Phrasal verbs | Sunday Observer

Phrasal verbs

15 January, 2023

This is a guide to help learners to communicate easily in both speech and writing through a better understanding of the English language.

Genius / geniuses / genie

A genius is a person of a very high level of intelligence, mental skills or ability. The film reveals Fellini’s genius.

‘Geniuses’ is the plural form.

‘Genie’ is a magical creature in old Arabian stories that will do what you want when you call it.

The plural form of ‘genie’ is ‘genii.’

Gibe / gybe / jibe

‘Gibe’ is another spelling of ‘jibe.’ It means ‘an unkind remark intended to make someone seem silly.’

Amanda is tired of his cheap jibes.

‘Gybe’ is a nautical term meaning ‘to shift from one side to the other when running before the wind.’

Gipsy / gypsy

Both words mean ‘a member of a group of people originally from India, who traditionally live and travel around in caravans and who now live all over the world. They also mean someone who does not like to stay in the same place for a long time. Although ‘gipsy’ is the usual spelling, ‘gypsy’ is widely accepted.

Glance / glimpse

A glance is a quick look.

Indra gave me a quick glance and smiled.

A glimpse is a quick look at somebody or something that does not allow you to see them clearly.

Bhadra caught a glimpse of a white car entering the premises.


‘Global’ means ‘affecting or including the whole world.’

What do you know about the global economy?

‘Global’ also means ‘considering all the parts of a problem or situation together.’

We have to take a global view of the situation.

‘Global village’ is another name for the world used to emphasize the degree to which everything is connected and each part depends on the others.

‘A globetrotter’ is someone who spends a lot of their time travelling to many countries.

Goodwill / good-will

‘Goodwill’ means ‘kind feelings towards or between people and a willingness to be helpful.’

A fund has been set up as a goodwill gesture.

Christmas is the season of goodwill.

‘Good-will’ is an adjectival phrase.

Pramod made a good-will gesture.

Got / gotten

‘Got’ is the past tense and past participle of ‘get.’

You cannot use ‘got’ on its own as a present tense meaning of ‘have’ or ‘has’ in standard English.

Malini has a pen.

She has got a pen.

Sometimes ‘got’ is used in place of another verb.

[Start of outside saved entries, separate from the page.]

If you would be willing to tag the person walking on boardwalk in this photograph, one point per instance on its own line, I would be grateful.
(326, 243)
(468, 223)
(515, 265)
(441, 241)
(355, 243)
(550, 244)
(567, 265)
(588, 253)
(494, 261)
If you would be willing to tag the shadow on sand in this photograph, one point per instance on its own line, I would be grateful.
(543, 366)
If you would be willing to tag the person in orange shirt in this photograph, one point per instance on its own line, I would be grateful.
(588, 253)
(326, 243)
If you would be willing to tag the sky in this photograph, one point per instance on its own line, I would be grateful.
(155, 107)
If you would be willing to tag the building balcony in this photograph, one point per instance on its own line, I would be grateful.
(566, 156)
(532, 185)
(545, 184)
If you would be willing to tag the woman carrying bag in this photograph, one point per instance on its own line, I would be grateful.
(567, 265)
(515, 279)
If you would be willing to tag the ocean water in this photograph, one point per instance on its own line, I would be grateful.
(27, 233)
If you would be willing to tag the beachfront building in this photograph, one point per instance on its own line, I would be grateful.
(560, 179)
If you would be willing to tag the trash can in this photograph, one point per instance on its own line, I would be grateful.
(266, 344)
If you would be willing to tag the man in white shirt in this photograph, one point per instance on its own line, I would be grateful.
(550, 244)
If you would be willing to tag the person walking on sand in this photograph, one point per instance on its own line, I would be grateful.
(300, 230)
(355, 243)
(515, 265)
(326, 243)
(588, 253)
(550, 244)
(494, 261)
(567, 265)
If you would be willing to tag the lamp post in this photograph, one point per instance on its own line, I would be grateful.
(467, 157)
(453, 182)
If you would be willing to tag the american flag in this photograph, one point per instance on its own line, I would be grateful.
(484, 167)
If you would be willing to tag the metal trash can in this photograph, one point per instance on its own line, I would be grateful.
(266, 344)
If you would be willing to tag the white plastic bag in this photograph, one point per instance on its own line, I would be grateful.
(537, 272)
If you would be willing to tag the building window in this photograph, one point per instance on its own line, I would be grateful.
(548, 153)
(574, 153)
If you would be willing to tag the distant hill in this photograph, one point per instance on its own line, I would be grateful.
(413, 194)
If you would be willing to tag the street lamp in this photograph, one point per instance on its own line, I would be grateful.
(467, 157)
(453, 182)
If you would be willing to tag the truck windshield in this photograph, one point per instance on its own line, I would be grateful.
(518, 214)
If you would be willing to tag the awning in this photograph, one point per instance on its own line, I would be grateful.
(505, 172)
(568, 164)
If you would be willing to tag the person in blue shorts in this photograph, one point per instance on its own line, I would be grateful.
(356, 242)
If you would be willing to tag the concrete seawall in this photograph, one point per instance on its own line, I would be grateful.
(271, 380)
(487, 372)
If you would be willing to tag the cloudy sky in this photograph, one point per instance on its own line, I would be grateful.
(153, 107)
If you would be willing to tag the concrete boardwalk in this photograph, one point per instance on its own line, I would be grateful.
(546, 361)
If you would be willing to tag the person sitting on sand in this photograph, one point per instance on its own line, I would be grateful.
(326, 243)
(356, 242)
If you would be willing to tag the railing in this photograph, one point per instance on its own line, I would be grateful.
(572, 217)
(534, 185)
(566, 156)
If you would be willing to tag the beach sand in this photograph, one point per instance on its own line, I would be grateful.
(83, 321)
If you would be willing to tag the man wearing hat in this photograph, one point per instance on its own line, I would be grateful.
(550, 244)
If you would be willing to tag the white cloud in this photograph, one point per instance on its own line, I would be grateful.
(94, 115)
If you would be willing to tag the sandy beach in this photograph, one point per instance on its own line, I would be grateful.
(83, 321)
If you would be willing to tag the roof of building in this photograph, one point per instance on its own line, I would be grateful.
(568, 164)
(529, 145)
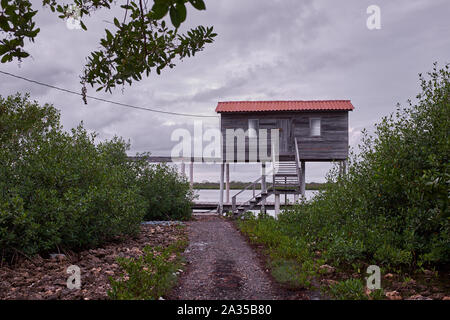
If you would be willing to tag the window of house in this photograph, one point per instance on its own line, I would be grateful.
(314, 127)
(253, 125)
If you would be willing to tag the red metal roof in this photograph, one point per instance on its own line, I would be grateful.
(264, 106)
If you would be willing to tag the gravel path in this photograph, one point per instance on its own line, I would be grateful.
(221, 265)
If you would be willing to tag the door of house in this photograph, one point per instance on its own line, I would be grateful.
(285, 136)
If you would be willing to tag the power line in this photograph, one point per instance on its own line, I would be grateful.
(108, 101)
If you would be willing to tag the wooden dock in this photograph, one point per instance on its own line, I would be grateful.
(203, 205)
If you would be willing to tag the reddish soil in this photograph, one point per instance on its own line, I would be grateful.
(222, 265)
(42, 278)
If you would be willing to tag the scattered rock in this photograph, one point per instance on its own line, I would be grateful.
(329, 282)
(418, 297)
(57, 257)
(47, 278)
(393, 295)
(428, 272)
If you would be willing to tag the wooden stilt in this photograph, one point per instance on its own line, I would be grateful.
(191, 174)
(263, 187)
(303, 177)
(222, 167)
(277, 204)
(183, 169)
(227, 180)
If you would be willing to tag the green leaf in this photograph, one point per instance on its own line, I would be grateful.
(174, 17)
(181, 11)
(6, 58)
(22, 54)
(4, 23)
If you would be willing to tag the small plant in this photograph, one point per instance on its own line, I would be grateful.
(150, 276)
(351, 289)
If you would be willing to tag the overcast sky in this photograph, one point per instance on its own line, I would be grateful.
(265, 50)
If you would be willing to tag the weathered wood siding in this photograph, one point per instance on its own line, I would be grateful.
(332, 144)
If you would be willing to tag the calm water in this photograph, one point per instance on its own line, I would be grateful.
(213, 195)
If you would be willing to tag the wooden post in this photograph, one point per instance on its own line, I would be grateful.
(285, 193)
(303, 177)
(263, 187)
(222, 167)
(183, 169)
(227, 179)
(277, 204)
(191, 173)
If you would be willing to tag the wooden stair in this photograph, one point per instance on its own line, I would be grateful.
(286, 179)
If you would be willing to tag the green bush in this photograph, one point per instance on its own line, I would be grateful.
(392, 206)
(61, 189)
(351, 289)
(150, 276)
(167, 193)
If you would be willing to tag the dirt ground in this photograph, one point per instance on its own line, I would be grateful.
(46, 278)
(221, 265)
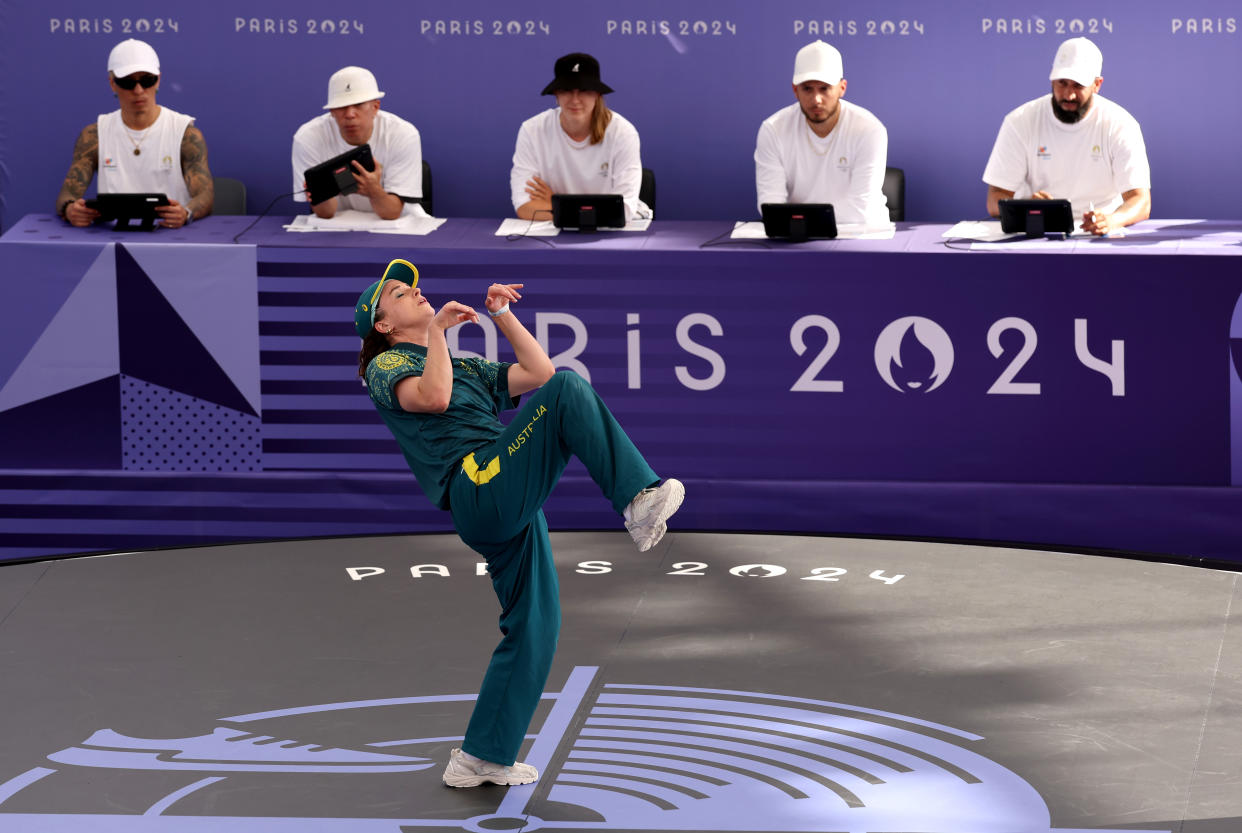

I got to Kandy without any difficulty.

It is better to say ‘I reached Kandy without any difficulty.’

‘Gotten’ is an acceptable word in American English but not in British English except in the phrase ‘ill-gotten money.’

Gourmand / gourmet

A gourmand is someone who likes to eat and drink a lot.

A gourmet is someone who knows a lot about food and wine and who enjoys good food and wine.

‘Gourmand’ is often used in a derogatory sense but ‘gourmet’ is more complimentary.

Grammar / linguistics / syntax

‘Grammar’ has been defined as the features of a language considered systematically. Linguistics is the science of language covering every aspect of it: sound, word formation, sentence structure, meaning and spelling. Syntax means ‘the pattern or arrangement of words in a sentence showing their relationship to one another. It is a branch of linguistics.

Great Britain

The term ‘Great Britain’ applies to England, Scotland and Wales, both in a geographical and in a political sense. The correct term for England, Scotland, Wales and Northern Ireland is the United Kingdom of Great Britain and Northern Ireland. The British Isles incorporate the Republic of Ireland as well, and is only a geographical term, not a political one.

Grisly / grizzly /grizzled

‘Grisly’ means ‘extremely unpleasant and involving people being killed or injured, as in a series of grisly murders.

‘Grisly’ or ‘grizzly bear’ is a very large bear that lives in the Northwest of North America.

‘Grizzled’ means ‘having grey or greyish hair as in a grizzled old man.